Par la photographie, je m’exprime, sans état d’âme, sans concession, sans « langue de bois » ou plutôt sans « œil de bois », tout simplement.

Avez-vous un(e) photographe préféré(e) ?

J’en ai plusieurs, mais si je devais n’en citer qu’un seul cela serait Jan Saudek,
photographe tchèque, aujourd’hui âgé de 86 ans. Son œuvre est plutôt controversée, totalement politiquement incorrecte. Elle dérange. Il dérange. J’adore.

Quel est votre coup de cœur pour ce marathon ?

Mon coup de cœur est la photographie de Stephan ROUSSEL, la chaussure qui flotte dans l’eau ( 1ère du thème 2 ). Elle prend totalement à contrepied la grande majorité des clichés reçus du thème “Au fil de l’eau”.
Outre le fait d’être techniquement réussie, même si cela, est toujours un critère non significatif dans mon analyse photographique, elle est esthétiquement belle. Et paradoxalement, son sens n’est pas positif, il est négatif, puisque cette photo, par son sujet, par sa composition, dérange et pose question.
Le sujet représente une scène polluante que nous n’aimerions plus voir dans notre quotidien, et l’auteur de la photo, le participant, a osé nous la montrer. Ce cliché appelle à la réflexion qui va vraiment au-delà de l’image : une réflexion sur le fléau de la pollution et/ou une réflexion sur l’identité et la catégorie sociale de son propriétaire et/ou une réflexion sur le reste du corps (est-ce la chaussure d’une personne noyée, où est le corps ?), etc. Les questions peuvent être nombreuses et les réponses multiples. Cette photo fait parler car elle touche nos consciences et c’est bien cela, à mon sens, le plus important. 

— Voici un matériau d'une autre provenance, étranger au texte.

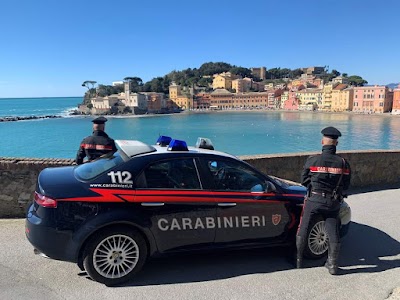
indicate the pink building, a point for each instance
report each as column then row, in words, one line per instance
column 396, row 100
column 372, row 99
column 292, row 103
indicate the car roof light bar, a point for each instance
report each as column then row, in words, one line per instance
column 163, row 141
column 204, row 143
column 177, row 145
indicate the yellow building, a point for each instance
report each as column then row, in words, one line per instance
column 342, row 98
column 183, row 102
column 326, row 97
column 174, row 91
column 222, row 82
column 242, row 85
column 284, row 98
column 309, row 98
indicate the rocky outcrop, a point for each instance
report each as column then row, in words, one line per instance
column 24, row 118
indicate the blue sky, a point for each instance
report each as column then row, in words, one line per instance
column 48, row 48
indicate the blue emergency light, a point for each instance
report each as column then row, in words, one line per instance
column 163, row 140
column 177, row 145
column 204, row 143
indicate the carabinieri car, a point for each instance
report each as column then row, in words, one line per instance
column 111, row 214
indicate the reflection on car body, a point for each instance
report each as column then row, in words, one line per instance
column 111, row 214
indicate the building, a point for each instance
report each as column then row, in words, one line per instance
column 252, row 100
column 156, row 102
column 314, row 70
column 221, row 98
column 284, row 98
column 260, row 73
column 292, row 102
column 396, row 101
column 340, row 79
column 372, row 99
column 327, row 97
column 274, row 98
column 174, row 91
column 342, row 98
column 310, row 99
column 222, row 81
column 243, row 85
column 202, row 101
column 135, row 100
column 184, row 102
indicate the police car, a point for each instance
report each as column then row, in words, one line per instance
column 110, row 215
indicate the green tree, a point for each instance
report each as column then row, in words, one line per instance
column 211, row 68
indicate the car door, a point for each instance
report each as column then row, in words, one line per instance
column 247, row 207
column 181, row 211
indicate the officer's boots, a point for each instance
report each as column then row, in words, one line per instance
column 333, row 255
column 300, row 245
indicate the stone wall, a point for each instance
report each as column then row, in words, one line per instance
column 369, row 168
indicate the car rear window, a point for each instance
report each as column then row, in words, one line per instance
column 93, row 169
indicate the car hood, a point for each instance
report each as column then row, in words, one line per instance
column 59, row 182
column 290, row 186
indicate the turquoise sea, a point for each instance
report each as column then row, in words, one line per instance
column 235, row 132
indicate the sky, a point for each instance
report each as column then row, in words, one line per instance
column 48, row 48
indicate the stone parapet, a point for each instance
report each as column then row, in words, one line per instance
column 369, row 168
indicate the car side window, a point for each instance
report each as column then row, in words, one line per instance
column 170, row 174
column 229, row 175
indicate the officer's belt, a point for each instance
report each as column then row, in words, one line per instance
column 322, row 193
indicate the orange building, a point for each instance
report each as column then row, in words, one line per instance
column 396, row 101
column 372, row 99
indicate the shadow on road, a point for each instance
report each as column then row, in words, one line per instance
column 364, row 250
column 367, row 250
column 361, row 190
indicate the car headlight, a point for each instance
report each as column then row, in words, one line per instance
column 345, row 213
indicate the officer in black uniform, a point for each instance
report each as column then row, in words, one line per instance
column 97, row 144
column 325, row 175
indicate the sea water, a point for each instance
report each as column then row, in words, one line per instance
column 235, row 132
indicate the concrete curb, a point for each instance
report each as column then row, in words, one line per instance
column 395, row 294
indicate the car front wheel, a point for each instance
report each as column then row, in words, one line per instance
column 115, row 255
column 317, row 239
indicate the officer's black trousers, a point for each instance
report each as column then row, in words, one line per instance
column 318, row 205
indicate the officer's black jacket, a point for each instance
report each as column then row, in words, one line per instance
column 323, row 171
column 94, row 146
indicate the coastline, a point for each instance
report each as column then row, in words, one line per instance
column 194, row 111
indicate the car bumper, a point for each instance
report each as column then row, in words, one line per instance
column 47, row 240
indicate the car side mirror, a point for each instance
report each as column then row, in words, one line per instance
column 270, row 187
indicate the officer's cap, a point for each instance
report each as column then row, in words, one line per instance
column 99, row 120
column 331, row 132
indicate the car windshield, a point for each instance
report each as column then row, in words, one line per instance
column 92, row 169
column 283, row 182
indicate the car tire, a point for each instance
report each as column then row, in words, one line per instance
column 114, row 256
column 317, row 239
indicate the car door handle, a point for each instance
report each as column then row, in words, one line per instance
column 152, row 203
column 227, row 204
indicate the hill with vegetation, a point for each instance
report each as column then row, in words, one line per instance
column 202, row 77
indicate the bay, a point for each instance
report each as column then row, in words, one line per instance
column 235, row 132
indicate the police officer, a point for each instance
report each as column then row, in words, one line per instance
column 97, row 144
column 325, row 175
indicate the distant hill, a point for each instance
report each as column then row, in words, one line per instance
column 393, row 85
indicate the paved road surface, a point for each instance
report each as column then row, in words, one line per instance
column 370, row 259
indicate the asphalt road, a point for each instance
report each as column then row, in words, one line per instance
column 370, row 261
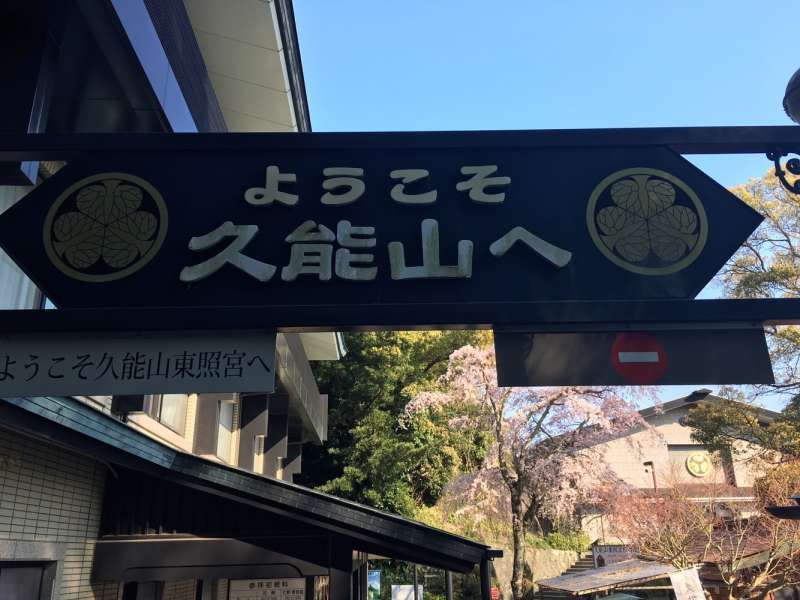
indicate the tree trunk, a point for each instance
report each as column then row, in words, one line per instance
column 518, row 572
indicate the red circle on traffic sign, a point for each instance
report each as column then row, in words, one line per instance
column 638, row 357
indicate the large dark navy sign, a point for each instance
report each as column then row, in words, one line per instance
column 355, row 223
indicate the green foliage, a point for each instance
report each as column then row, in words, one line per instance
column 369, row 457
column 768, row 266
column 577, row 541
column 725, row 426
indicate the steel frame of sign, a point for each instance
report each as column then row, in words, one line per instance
column 527, row 316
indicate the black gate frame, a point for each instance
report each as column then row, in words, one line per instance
column 773, row 142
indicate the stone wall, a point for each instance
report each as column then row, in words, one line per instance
column 542, row 563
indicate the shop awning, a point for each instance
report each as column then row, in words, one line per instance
column 80, row 428
column 627, row 572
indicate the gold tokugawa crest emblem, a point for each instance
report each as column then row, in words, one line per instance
column 698, row 464
column 647, row 221
column 105, row 227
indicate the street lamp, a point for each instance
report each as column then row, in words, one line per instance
column 791, row 99
column 791, row 104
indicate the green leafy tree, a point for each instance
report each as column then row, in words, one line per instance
column 369, row 456
column 766, row 266
column 733, row 428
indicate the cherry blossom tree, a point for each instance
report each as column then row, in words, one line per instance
column 752, row 552
column 542, row 438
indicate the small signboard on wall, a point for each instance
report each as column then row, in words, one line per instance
column 608, row 554
column 686, row 585
column 291, row 588
column 373, row 585
column 137, row 363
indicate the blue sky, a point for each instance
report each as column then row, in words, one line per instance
column 373, row 65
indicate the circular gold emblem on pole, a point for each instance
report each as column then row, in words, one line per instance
column 105, row 227
column 647, row 221
column 698, row 464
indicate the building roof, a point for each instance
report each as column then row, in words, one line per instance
column 80, row 428
column 627, row 572
column 696, row 397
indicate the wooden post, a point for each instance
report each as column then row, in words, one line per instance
column 486, row 580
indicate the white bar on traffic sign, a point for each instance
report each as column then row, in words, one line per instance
column 638, row 357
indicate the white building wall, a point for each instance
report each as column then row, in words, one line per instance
column 16, row 290
column 665, row 443
column 50, row 508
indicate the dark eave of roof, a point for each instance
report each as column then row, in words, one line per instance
column 78, row 427
column 696, row 397
column 294, row 65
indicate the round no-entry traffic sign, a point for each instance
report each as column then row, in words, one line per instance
column 638, row 358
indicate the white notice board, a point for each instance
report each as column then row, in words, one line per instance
column 291, row 588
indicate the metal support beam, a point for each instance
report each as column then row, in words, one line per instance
column 531, row 317
column 684, row 140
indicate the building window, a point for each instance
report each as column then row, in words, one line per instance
column 170, row 410
column 258, row 454
column 225, row 430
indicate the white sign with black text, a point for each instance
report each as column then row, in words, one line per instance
column 686, row 585
column 290, row 588
column 88, row 364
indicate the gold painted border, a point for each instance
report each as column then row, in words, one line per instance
column 678, row 266
column 69, row 271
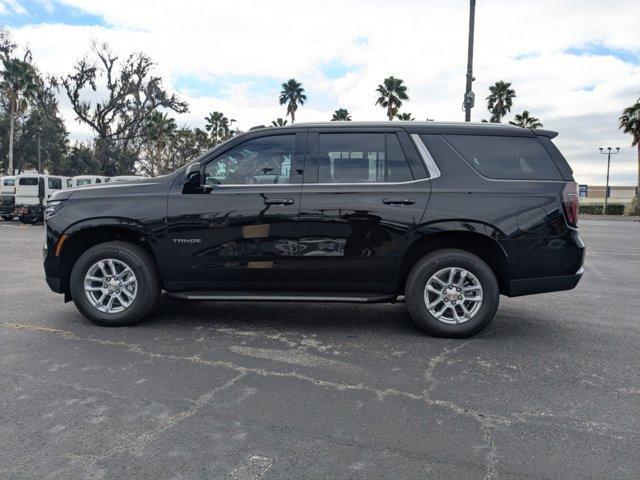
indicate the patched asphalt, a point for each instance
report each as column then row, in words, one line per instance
column 282, row 390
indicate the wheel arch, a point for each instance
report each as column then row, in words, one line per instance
column 84, row 235
column 476, row 238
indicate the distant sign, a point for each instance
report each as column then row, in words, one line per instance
column 583, row 190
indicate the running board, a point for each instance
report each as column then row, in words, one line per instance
column 287, row 297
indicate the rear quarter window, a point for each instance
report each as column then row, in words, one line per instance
column 508, row 158
column 31, row 182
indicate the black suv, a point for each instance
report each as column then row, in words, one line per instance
column 447, row 216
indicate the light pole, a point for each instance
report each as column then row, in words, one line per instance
column 469, row 96
column 608, row 152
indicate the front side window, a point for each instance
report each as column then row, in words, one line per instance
column 55, row 183
column 28, row 182
column 264, row 160
column 361, row 158
column 515, row 158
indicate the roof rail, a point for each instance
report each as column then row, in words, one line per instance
column 544, row 133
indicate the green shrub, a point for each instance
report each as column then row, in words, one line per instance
column 596, row 208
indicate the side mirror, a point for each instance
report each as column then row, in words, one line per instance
column 193, row 176
column 193, row 179
column 41, row 192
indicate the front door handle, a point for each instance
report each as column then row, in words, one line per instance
column 398, row 201
column 278, row 201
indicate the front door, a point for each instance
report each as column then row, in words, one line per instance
column 363, row 194
column 240, row 231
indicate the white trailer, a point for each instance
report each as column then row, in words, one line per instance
column 7, row 197
column 82, row 180
column 31, row 193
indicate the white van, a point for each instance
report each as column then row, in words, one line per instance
column 31, row 193
column 128, row 178
column 82, row 180
column 7, row 197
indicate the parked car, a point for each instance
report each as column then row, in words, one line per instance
column 83, row 180
column 32, row 191
column 445, row 216
column 7, row 197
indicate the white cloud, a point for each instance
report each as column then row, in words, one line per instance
column 8, row 6
column 246, row 42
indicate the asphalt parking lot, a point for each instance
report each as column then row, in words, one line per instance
column 275, row 390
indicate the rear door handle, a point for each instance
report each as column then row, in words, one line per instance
column 398, row 201
column 278, row 201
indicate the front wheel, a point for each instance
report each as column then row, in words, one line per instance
column 452, row 293
column 115, row 284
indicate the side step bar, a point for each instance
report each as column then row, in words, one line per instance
column 287, row 297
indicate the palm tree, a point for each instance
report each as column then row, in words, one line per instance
column 219, row 126
column 341, row 115
column 391, row 93
column 405, row 117
column 160, row 130
column 278, row 122
column 292, row 95
column 19, row 85
column 525, row 120
column 630, row 123
column 500, row 100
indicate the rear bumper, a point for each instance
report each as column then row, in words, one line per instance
column 529, row 286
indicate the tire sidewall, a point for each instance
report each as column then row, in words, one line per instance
column 438, row 261
column 140, row 269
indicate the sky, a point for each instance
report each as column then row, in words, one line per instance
column 575, row 64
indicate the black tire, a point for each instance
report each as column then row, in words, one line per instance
column 427, row 266
column 142, row 265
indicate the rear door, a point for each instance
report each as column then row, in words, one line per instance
column 364, row 192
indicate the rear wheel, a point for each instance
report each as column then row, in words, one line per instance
column 452, row 293
column 115, row 284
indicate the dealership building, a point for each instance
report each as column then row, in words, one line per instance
column 596, row 193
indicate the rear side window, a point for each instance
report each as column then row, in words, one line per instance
column 28, row 182
column 55, row 183
column 514, row 158
column 361, row 158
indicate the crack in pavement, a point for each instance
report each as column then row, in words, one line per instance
column 171, row 421
column 486, row 421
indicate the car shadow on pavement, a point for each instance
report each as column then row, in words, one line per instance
column 310, row 318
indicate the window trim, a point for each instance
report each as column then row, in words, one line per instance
column 433, row 171
column 203, row 165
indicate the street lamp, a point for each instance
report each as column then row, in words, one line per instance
column 469, row 96
column 608, row 152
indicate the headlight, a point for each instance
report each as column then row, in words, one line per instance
column 53, row 208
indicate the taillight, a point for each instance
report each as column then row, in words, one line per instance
column 570, row 203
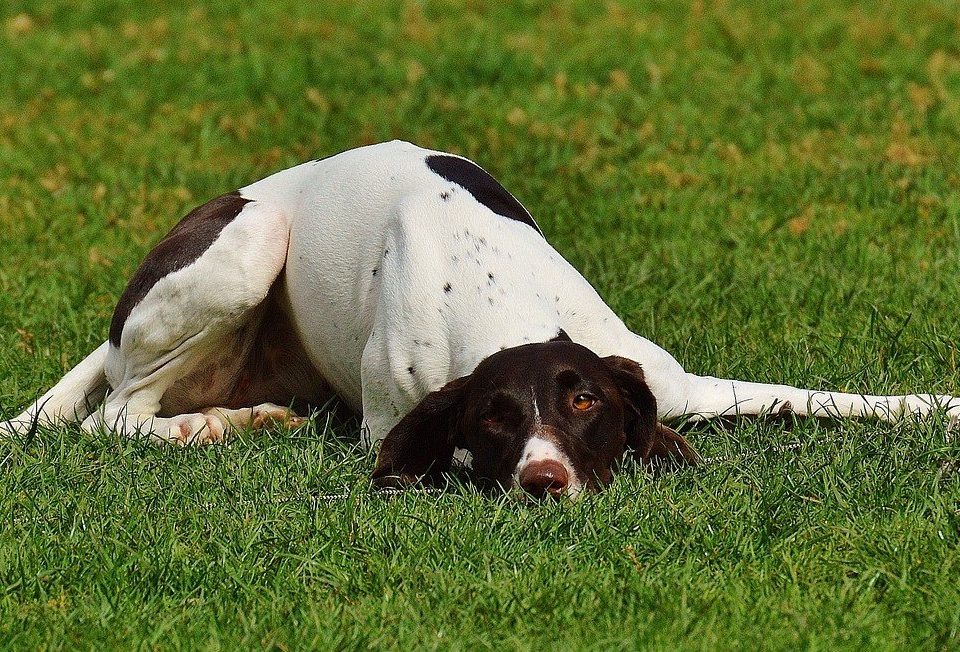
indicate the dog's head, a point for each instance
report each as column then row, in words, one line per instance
column 552, row 418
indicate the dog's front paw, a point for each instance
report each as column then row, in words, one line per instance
column 188, row 429
column 397, row 482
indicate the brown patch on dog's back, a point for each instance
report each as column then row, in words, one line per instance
column 186, row 242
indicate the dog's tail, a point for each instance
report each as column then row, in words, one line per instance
column 72, row 399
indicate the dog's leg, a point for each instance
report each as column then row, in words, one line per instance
column 186, row 316
column 710, row 397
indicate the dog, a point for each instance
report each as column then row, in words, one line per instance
column 417, row 289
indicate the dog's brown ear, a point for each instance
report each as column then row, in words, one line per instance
column 651, row 441
column 424, row 441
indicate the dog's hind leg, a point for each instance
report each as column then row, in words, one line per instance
column 75, row 396
column 192, row 299
column 710, row 397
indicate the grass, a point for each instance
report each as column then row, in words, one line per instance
column 769, row 190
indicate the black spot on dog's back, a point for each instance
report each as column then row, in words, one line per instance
column 479, row 183
column 186, row 242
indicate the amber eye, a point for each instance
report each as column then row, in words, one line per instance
column 491, row 418
column 584, row 402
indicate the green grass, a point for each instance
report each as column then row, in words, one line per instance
column 770, row 190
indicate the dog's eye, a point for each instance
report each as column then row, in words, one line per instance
column 584, row 402
column 491, row 418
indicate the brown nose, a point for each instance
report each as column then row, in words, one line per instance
column 543, row 477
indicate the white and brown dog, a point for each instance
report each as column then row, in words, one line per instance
column 415, row 287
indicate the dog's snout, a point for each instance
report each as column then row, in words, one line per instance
column 544, row 477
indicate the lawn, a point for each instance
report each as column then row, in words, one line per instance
column 770, row 190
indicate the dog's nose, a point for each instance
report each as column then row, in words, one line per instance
column 542, row 477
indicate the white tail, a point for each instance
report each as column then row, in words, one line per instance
column 73, row 398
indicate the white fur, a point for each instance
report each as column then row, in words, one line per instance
column 320, row 229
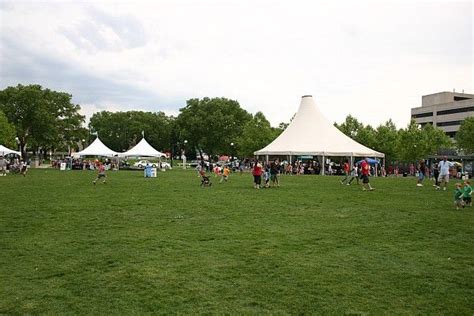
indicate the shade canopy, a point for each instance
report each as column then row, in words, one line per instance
column 310, row 133
column 142, row 149
column 7, row 151
column 97, row 148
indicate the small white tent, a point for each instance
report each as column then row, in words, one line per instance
column 142, row 149
column 97, row 148
column 310, row 133
column 6, row 151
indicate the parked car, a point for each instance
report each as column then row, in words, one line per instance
column 143, row 163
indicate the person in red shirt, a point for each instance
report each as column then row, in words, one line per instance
column 365, row 171
column 257, row 175
column 347, row 170
column 100, row 173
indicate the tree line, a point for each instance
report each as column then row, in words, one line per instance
column 40, row 120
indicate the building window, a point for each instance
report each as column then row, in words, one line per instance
column 452, row 111
column 452, row 123
column 422, row 115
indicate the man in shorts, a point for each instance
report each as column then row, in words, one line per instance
column 100, row 173
column 444, row 166
column 365, row 170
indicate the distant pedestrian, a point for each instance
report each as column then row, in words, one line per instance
column 421, row 173
column 346, row 169
column 100, row 173
column 225, row 174
column 274, row 170
column 467, row 193
column 365, row 170
column 436, row 175
column 257, row 175
column 458, row 196
column 3, row 166
column 354, row 174
column 444, row 166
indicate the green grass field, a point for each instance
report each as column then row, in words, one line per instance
column 165, row 245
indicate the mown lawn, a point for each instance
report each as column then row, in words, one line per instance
column 165, row 245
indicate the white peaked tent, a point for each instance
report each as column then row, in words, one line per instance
column 6, row 151
column 142, row 149
column 310, row 133
column 97, row 148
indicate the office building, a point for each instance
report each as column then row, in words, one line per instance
column 446, row 110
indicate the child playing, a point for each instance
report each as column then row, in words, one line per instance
column 225, row 174
column 467, row 193
column 458, row 194
column 266, row 176
column 100, row 173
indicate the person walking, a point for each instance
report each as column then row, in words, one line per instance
column 3, row 166
column 257, row 175
column 436, row 175
column 100, row 173
column 444, row 166
column 346, row 168
column 365, row 170
column 274, row 170
column 421, row 173
column 354, row 174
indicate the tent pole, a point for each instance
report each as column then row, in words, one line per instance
column 322, row 166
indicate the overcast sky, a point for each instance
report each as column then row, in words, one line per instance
column 371, row 59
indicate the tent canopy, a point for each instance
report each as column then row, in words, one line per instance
column 142, row 149
column 310, row 133
column 6, row 151
column 97, row 148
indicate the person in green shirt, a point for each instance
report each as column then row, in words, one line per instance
column 458, row 193
column 467, row 193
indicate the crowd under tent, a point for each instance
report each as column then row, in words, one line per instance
column 7, row 151
column 142, row 149
column 97, row 148
column 310, row 133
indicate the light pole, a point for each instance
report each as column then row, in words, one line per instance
column 184, row 153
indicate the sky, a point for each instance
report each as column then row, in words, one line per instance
column 371, row 59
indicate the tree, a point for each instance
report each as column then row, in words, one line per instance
column 43, row 118
column 465, row 135
column 386, row 136
column 256, row 134
column 7, row 132
column 211, row 125
column 351, row 126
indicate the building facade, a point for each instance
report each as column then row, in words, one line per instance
column 445, row 110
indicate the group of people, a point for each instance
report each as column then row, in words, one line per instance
column 351, row 174
column 269, row 171
column 14, row 166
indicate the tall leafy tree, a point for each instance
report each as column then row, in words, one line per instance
column 43, row 118
column 7, row 132
column 465, row 135
column 211, row 125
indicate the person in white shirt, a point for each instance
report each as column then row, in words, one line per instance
column 444, row 166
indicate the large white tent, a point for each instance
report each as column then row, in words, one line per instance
column 97, row 148
column 310, row 133
column 142, row 149
column 7, row 151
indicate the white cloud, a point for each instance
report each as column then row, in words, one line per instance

Comment auriez-vous traité les 2 thèmes ?

Personnellement, j’aurais traité les deux thèmes en restant dans mon style décalé, voire dérangeant.
Pour cela, je serais forcément sorti de la prise de vue dite classique, à la recherche de l’émotion simple/belle, quitte à prendre le risque de déplaire au jury. L’essentiel est justement d’essayer de ne pas faire la photo en pensant quelle plaira au jury, mais plutôt celle qui accrochera leur regard et leur apportera une certaine réflexion qui va au-delà de la photographie.